In the instant case, the Board found the Employer’s testimony to be credible; however, the record shows that there is no dispute as to the material facts. The Claimant did miss work and did so after he had been advised that he faced termination if he continued to do so. Nor is there any dispute that Claimant had suffered a personal injury and that his doctor had certified that Claimant was unable to work at any job requiring use of the left hand.

The resolution of the issue of willful misconduct depends upon the reasonableness of the Employer’s expectation that Claimant continue to work with his injured hand. If the Claimant was indeed unable to work, the Employer’s demands were clearly unreasonable and Claimant’s refusal to comply would not be willful misconduct. Frumento v. Unemployment Compensation Board of Review, 466 Pa. 81, 351 A.2d 631 (1976); Kindrew v. Unemployment Compensation Board of Review, 37 Pa. Commonwealth Ct. 9, 388 A.2d 801 (1978).

The Board held that Claimant had been found “fit to return to work” by the referee. The referee did not, however, find that the disability had terminated, but ordered Claimant to return to work as a rehabilitative measure and to determine what effect, if any, the injury would have on his earning power. It is obvious that when Claimant returned to work in March of 1978, there was no way at that time of knowing what the effect would be on the injured finger. Under these circumstances, we hold it was reasonable for Claimant to rely on his doctor’s advice that the work *272was aggravating the injury and that he should not continue.3 Further, the Employer’s reliance on the opinion of its doctor that the injury should improve if the finger were used is not reasonable in light of Claimant’s physician’s contrary certification. In effect, the Employer was demanding that Claimant risk permanent damage to his finger. Under these circumstances, we cannot hold as a matter of law that Claimant’s refusal to work constituted willful misconduct.
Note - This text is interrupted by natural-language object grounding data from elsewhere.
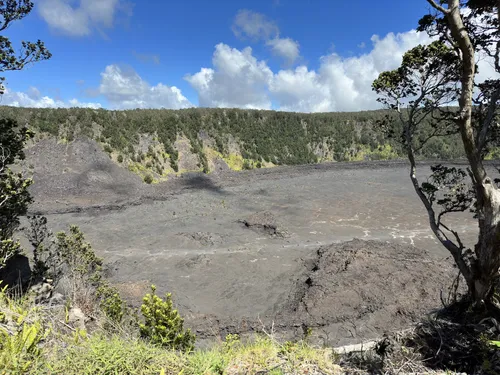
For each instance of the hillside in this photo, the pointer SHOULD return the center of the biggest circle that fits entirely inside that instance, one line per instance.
(158, 143)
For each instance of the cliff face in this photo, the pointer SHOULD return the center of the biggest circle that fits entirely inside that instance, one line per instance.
(158, 143)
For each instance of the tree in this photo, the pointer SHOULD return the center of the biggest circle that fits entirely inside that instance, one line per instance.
(14, 195)
(428, 81)
(30, 52)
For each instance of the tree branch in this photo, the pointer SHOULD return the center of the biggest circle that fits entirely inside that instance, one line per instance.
(438, 7)
(489, 119)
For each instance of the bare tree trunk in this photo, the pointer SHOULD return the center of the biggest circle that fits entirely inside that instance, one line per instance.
(485, 268)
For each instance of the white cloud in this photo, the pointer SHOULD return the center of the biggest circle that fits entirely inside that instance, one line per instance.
(79, 20)
(342, 84)
(34, 99)
(256, 26)
(285, 47)
(125, 89)
(237, 80)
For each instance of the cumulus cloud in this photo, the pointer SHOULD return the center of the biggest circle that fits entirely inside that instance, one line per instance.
(34, 99)
(285, 47)
(147, 58)
(342, 84)
(125, 89)
(237, 80)
(256, 27)
(80, 19)
(253, 25)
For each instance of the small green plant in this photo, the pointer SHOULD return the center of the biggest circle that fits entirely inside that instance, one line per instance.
(247, 165)
(163, 325)
(112, 304)
(20, 350)
(231, 343)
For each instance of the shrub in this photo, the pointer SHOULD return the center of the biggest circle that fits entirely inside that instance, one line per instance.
(19, 348)
(163, 325)
(19, 351)
(111, 303)
(83, 269)
(247, 165)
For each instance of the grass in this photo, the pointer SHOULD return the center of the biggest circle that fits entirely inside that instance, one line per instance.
(37, 340)
(103, 355)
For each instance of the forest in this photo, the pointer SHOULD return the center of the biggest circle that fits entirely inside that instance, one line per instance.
(272, 137)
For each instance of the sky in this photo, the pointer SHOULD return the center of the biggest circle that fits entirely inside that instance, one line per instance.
(291, 55)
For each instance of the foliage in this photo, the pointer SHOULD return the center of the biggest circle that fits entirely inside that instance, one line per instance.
(255, 135)
(111, 303)
(20, 338)
(14, 195)
(19, 351)
(46, 262)
(104, 355)
(163, 325)
(419, 94)
(83, 273)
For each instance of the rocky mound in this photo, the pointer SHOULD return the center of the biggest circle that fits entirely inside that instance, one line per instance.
(352, 292)
(265, 222)
(78, 173)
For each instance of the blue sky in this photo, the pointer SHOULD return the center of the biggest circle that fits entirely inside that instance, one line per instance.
(286, 54)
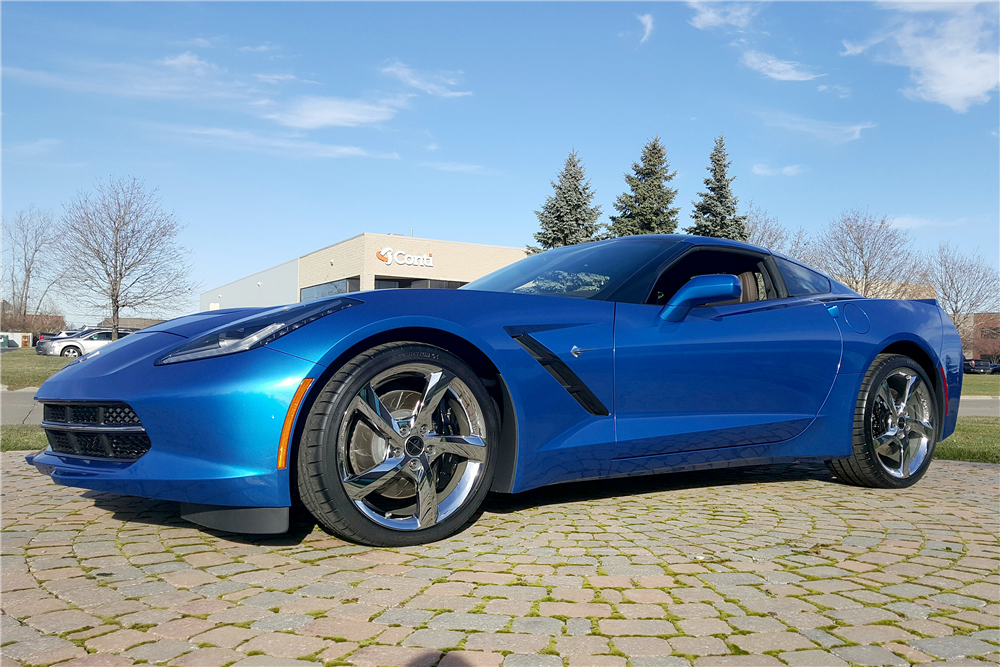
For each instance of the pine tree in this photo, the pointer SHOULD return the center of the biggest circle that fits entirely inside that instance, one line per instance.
(715, 215)
(646, 209)
(567, 218)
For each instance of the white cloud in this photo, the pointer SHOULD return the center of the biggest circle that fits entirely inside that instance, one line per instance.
(953, 59)
(31, 148)
(196, 43)
(790, 170)
(716, 15)
(275, 78)
(782, 70)
(310, 113)
(263, 48)
(284, 146)
(432, 84)
(177, 77)
(917, 222)
(836, 133)
(843, 92)
(189, 62)
(647, 23)
(454, 167)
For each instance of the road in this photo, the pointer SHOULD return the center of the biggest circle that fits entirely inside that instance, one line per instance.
(765, 567)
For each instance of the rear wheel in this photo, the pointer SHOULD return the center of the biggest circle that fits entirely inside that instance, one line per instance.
(895, 426)
(399, 447)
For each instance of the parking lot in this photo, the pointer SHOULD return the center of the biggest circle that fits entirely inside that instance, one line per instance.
(747, 567)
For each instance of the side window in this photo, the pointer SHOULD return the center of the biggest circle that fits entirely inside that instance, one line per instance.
(801, 281)
(750, 269)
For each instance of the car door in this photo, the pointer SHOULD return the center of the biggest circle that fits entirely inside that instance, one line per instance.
(752, 372)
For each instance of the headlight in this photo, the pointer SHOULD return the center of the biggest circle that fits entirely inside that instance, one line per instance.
(254, 331)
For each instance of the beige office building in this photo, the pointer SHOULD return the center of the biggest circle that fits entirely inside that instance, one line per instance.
(364, 262)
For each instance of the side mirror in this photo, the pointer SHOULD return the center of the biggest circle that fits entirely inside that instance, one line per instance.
(701, 290)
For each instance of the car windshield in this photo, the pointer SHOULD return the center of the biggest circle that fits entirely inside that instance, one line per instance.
(585, 271)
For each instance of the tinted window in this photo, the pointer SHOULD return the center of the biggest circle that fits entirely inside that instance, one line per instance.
(334, 288)
(801, 281)
(585, 271)
(748, 268)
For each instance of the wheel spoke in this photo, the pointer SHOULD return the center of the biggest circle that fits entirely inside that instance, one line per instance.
(438, 384)
(470, 447)
(909, 393)
(905, 455)
(368, 404)
(924, 428)
(423, 478)
(883, 444)
(359, 486)
(884, 395)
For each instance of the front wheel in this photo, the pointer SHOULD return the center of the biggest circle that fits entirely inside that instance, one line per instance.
(399, 447)
(895, 426)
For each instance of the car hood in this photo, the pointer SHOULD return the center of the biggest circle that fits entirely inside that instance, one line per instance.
(192, 325)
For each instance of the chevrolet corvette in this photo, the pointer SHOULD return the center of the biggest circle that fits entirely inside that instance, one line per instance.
(390, 414)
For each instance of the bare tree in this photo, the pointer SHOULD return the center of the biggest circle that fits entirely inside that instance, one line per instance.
(763, 230)
(29, 271)
(866, 253)
(121, 253)
(965, 285)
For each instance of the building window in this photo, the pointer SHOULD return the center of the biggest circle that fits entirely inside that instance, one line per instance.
(416, 283)
(334, 288)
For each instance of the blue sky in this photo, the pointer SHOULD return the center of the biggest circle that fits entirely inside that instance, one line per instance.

Frumento, supra.

Due to our resolution of the issue of willful misconduct, we need not reach the overpayment under Section 804(b).

Order

And Now, this 28th day of March, 1980, the order of the Unemployment Compensation Board of Beview, dated August 31, 1978, which denied benefits and directed recoupment of the overpayment is hereby reversed and the case is remanded to the Board for further proceedings consistent with this opinion.
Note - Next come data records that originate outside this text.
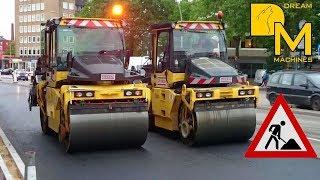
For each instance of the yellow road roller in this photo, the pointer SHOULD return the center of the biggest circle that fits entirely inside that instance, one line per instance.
(195, 90)
(84, 91)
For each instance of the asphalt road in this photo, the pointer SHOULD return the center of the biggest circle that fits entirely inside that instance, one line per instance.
(160, 158)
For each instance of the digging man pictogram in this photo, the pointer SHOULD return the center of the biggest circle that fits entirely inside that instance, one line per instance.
(275, 134)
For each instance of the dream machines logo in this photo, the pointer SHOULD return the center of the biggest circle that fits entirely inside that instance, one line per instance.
(269, 19)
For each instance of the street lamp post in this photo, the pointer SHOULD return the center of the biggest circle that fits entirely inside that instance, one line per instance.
(179, 7)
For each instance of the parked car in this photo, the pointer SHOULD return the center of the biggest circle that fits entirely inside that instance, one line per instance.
(22, 76)
(298, 87)
(8, 71)
(258, 76)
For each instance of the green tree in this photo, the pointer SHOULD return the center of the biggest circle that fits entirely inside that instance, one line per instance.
(11, 49)
(138, 14)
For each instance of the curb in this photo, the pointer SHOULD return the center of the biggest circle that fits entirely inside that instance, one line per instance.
(14, 155)
(17, 84)
(296, 111)
(4, 171)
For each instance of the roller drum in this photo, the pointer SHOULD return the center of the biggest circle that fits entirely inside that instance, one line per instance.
(224, 125)
(107, 130)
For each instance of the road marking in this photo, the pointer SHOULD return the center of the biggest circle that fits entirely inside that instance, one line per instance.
(15, 156)
(4, 171)
(314, 139)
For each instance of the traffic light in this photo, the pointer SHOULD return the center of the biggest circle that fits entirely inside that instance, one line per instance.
(117, 10)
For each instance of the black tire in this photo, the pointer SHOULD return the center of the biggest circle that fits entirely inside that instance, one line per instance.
(272, 99)
(44, 123)
(187, 140)
(315, 103)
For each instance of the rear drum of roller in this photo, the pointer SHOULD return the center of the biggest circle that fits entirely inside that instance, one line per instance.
(107, 130)
(218, 122)
(224, 126)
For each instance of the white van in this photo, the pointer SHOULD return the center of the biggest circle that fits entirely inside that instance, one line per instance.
(258, 76)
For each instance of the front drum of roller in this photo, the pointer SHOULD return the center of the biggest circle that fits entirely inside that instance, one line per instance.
(219, 126)
(107, 130)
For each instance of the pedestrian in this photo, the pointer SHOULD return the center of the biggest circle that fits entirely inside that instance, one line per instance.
(265, 79)
(276, 130)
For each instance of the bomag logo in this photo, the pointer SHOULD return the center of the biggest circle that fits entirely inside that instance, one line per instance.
(269, 19)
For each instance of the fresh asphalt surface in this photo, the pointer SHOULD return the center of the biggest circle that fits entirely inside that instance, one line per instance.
(160, 157)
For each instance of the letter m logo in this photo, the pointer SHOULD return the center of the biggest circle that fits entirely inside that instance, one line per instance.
(281, 32)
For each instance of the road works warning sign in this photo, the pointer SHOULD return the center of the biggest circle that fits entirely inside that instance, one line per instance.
(280, 136)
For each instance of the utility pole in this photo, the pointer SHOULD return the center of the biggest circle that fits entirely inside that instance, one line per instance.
(181, 19)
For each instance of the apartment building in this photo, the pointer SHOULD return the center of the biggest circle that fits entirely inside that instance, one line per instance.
(29, 14)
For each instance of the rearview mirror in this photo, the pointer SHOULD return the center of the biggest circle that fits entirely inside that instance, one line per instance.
(304, 85)
(69, 60)
(128, 54)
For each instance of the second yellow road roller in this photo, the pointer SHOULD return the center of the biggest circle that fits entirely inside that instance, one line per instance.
(195, 90)
(84, 92)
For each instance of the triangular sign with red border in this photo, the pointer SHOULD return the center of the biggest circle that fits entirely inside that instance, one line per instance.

President Judge Bowman did not participate in the decision in this case.

Section 402(e) of the Law provides as follows:

An employee shall be ineligible for compensation for any week—
(e) In which his unemployment is due to his discharge or temporary suspension from work for willful misconduct connected with his work; irrespective of whether or not such work is ‘employment’ as defined in this'act.
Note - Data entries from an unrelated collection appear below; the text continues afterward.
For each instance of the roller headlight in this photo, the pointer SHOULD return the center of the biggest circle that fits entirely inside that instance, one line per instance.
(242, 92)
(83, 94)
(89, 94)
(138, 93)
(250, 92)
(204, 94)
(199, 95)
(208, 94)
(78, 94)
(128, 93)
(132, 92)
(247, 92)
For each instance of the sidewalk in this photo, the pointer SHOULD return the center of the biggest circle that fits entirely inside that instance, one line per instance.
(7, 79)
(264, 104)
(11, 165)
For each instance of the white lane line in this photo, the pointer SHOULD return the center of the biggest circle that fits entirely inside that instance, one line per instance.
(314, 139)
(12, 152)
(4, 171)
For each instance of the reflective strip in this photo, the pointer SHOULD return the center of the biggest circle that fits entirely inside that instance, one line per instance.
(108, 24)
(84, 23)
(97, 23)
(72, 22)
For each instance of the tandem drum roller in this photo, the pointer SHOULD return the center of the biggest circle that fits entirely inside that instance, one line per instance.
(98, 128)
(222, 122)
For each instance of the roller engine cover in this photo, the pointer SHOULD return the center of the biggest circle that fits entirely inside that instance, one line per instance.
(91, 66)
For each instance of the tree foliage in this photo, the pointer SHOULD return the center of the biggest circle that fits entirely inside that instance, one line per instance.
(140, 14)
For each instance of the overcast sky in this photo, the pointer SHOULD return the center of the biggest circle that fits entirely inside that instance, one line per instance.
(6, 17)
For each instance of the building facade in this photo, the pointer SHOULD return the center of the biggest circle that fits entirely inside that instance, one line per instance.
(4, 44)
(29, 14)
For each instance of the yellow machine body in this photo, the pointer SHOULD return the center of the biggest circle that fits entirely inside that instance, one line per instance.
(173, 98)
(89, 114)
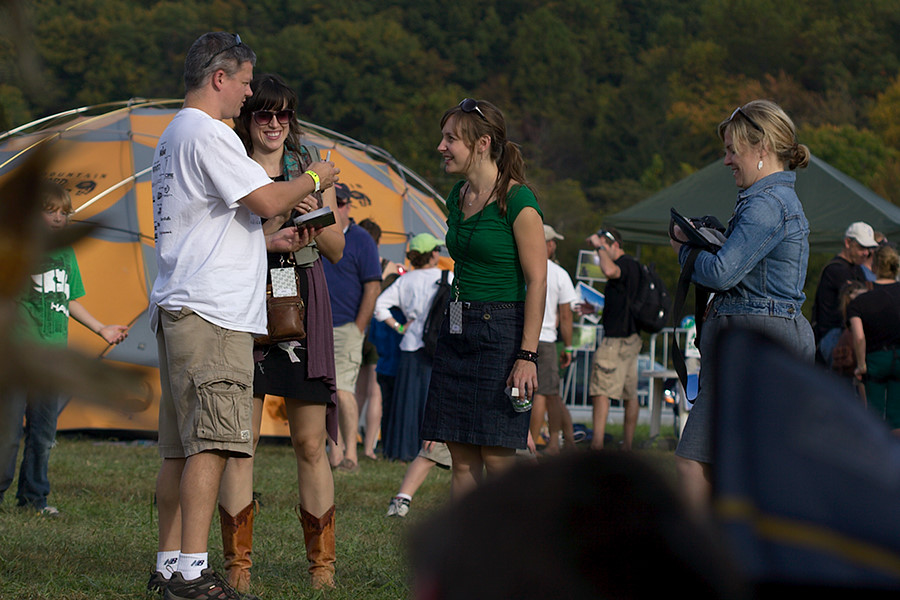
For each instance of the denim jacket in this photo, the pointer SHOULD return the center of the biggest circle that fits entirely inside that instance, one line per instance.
(761, 268)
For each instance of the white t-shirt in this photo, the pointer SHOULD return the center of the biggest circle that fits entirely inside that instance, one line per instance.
(559, 291)
(412, 293)
(210, 248)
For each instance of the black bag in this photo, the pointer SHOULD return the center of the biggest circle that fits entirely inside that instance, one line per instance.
(435, 317)
(704, 234)
(652, 305)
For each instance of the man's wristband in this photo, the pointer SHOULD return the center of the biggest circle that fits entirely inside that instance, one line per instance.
(526, 355)
(315, 178)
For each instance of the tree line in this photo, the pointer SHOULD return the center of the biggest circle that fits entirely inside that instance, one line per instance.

The letter iu its entirety read as follows:

This is to advise you that the reason for your absences on Monday, March 20, 1978, and Tuesday, March 21, 1978, for which your wife reported you off, has been reviewed. I do not believe that these absences are justified. Further, in view of your previous failures to report for work, I am issuing you this last, final warning regarding unjustified absences from work.

The record discloses that when Dr. Halin examined Claimant on March 30, he was concerned enough about the injured finger to refer Claimant to a specialist.